Mario Draghi. Sulla strada verso l'unione fiscale nella zona euro.

 

Traduzione dell'articolo «Mario Draghi on the path to fiscal union in the euro zone» pubblicato su The Economist, il 06 settembre 2023

Testo originale (in inglese)

Di Mario Draghi

Può un'unione monetaria sopravvivere senza un'unione fiscale? Questa domanda ha perseguitato la zona euro fin dalla sua creazione. Ideata espressamente per impedire i trasferimenti fiscali, l'unione monetaria era considerata da molti economisti destinata al fallimento ancor prima del suo lancio. Ha superato una crisi esistenziale nel 2010-2012 solo con soluzioni di ripiego, e oggi non è affatto più vicina a rispondere a questa domanda.
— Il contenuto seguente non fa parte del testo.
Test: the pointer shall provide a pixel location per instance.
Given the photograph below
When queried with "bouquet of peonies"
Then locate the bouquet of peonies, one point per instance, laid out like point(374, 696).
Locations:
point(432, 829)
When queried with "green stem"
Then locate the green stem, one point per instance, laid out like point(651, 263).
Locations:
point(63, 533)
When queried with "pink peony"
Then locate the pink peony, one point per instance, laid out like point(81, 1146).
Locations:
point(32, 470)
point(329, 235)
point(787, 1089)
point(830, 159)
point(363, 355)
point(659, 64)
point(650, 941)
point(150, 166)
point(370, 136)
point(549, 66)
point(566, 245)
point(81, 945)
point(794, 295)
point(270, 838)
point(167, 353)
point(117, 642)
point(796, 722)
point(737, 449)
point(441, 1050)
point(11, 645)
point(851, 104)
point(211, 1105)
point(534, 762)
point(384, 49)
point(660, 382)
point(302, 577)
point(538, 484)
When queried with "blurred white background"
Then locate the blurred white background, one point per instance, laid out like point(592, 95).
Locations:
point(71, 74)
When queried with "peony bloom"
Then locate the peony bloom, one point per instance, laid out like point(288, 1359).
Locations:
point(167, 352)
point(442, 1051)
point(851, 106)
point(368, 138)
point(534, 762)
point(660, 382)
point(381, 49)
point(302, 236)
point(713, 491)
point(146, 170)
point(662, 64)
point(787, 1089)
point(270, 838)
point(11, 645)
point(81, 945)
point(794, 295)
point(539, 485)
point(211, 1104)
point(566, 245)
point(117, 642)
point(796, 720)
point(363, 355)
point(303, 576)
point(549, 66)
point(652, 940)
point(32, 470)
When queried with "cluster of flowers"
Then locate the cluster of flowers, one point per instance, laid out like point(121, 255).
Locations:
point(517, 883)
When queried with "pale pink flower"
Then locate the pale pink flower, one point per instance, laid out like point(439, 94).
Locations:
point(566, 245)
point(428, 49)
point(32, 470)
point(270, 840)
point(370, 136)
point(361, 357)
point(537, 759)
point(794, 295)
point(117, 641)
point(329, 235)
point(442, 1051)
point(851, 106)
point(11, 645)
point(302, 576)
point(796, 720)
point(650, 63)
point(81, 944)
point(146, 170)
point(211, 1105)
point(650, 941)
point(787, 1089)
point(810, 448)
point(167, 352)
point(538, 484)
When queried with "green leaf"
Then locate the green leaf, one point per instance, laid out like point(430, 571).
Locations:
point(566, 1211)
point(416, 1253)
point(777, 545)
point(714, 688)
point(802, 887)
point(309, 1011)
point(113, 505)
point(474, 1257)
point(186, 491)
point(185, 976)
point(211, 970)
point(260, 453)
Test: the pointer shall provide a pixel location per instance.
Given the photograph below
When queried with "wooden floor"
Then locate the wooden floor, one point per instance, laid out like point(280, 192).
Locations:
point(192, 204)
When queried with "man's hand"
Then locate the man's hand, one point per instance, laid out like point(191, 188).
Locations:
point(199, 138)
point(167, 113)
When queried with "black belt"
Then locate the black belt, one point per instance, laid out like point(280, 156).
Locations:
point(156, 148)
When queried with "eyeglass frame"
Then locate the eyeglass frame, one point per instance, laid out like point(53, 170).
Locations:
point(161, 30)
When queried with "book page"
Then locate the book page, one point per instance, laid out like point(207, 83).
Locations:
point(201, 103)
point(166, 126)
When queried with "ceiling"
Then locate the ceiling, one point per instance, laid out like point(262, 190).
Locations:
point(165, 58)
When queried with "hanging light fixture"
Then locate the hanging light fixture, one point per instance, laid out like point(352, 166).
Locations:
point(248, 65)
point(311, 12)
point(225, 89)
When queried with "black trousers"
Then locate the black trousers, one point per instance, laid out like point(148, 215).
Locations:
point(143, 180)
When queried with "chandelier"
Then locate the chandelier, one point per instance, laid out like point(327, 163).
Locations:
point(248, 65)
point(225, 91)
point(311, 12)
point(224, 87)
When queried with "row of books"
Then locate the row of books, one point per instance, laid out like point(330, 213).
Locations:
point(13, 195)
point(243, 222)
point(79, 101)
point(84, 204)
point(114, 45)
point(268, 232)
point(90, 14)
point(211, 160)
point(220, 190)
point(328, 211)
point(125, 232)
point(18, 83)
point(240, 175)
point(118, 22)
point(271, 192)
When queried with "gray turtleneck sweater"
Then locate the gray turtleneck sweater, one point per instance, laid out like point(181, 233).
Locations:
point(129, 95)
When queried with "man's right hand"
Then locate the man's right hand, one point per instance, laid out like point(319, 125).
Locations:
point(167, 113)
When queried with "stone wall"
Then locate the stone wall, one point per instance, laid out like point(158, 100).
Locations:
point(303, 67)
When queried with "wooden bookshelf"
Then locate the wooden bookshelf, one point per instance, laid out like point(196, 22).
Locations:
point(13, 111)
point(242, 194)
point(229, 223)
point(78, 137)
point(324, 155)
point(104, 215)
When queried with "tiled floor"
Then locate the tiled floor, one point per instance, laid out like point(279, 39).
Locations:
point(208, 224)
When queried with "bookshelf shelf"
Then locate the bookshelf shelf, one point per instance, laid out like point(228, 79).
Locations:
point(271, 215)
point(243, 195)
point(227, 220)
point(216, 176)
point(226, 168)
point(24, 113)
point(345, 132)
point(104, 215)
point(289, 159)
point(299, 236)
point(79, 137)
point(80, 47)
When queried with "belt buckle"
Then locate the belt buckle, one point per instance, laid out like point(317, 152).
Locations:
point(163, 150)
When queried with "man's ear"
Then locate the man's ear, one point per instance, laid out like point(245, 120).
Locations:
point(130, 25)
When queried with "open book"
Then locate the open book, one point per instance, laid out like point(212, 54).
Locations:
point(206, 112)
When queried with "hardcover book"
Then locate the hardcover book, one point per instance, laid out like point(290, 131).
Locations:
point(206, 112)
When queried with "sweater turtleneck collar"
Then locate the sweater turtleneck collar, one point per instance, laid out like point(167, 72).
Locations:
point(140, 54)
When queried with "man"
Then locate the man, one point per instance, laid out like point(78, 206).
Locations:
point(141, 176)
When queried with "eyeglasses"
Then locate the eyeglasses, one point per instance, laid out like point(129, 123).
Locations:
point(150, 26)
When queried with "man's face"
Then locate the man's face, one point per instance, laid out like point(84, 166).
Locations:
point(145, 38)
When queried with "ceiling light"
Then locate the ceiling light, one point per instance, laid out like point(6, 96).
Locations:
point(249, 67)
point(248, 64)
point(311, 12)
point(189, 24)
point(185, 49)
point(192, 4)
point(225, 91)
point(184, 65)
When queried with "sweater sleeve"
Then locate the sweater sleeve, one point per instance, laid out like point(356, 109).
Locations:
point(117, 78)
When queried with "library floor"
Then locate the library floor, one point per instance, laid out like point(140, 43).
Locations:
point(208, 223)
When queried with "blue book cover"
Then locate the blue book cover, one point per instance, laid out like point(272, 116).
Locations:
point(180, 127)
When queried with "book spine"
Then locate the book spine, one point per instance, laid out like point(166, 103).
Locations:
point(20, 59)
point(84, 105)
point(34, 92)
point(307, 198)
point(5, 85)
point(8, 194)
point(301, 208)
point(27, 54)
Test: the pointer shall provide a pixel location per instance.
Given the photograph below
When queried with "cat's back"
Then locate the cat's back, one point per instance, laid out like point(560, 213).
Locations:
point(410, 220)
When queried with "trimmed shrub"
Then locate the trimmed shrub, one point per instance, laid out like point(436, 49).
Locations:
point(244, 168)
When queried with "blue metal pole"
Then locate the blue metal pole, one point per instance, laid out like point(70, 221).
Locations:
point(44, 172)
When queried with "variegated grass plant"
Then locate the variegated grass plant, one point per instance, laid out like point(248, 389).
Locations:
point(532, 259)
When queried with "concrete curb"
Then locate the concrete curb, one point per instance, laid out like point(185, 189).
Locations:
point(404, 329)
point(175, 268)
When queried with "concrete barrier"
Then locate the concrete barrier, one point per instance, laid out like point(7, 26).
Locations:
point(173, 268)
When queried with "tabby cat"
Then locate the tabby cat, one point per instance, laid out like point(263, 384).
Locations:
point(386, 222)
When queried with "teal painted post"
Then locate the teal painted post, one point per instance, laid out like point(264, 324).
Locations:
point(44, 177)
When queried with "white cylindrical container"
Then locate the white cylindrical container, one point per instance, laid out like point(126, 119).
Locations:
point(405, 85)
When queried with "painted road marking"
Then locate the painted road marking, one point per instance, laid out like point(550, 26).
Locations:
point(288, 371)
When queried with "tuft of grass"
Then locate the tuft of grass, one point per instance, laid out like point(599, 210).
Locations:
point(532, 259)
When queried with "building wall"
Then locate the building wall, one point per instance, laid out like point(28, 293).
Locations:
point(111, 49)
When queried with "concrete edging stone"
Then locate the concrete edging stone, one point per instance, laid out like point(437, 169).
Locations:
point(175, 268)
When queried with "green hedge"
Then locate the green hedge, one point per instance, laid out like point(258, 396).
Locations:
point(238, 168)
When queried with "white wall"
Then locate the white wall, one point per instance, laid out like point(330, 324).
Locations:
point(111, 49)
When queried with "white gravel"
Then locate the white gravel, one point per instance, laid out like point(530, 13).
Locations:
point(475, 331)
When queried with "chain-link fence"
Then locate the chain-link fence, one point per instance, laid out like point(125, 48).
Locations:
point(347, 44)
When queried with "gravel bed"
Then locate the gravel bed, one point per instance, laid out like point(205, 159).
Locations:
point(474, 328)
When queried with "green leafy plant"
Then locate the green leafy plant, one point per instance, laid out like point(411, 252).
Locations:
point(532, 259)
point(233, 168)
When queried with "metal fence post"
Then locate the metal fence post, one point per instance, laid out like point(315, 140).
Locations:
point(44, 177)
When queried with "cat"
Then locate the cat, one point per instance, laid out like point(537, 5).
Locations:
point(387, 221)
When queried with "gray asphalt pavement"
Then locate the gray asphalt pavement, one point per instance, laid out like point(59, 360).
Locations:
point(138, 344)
Eppure, paradossalmente, le prospettive per un’unione fiscale nella zona euro stanno migliorando, perché sta cambiando la natura dell’integrazione fiscale necessaria. L’Unione fiscale è di solito vista come comportante trasferimenti dalle regioni prosperose a quelle che attraversano periodi di difficoltà economica e in Europa l’opposizione dell'opinione pubblica al fatto che i paesi più forti sostengano quelli più deboli resta accesa. Ma questo tipo di politica di “stabilizzazione” federale sta diventando meno rilevante. La zona euro si è evoluta in due modi che stanno aprendo una strada diversa, e potenzialmente più accettabile, verso l’Unione fiscale.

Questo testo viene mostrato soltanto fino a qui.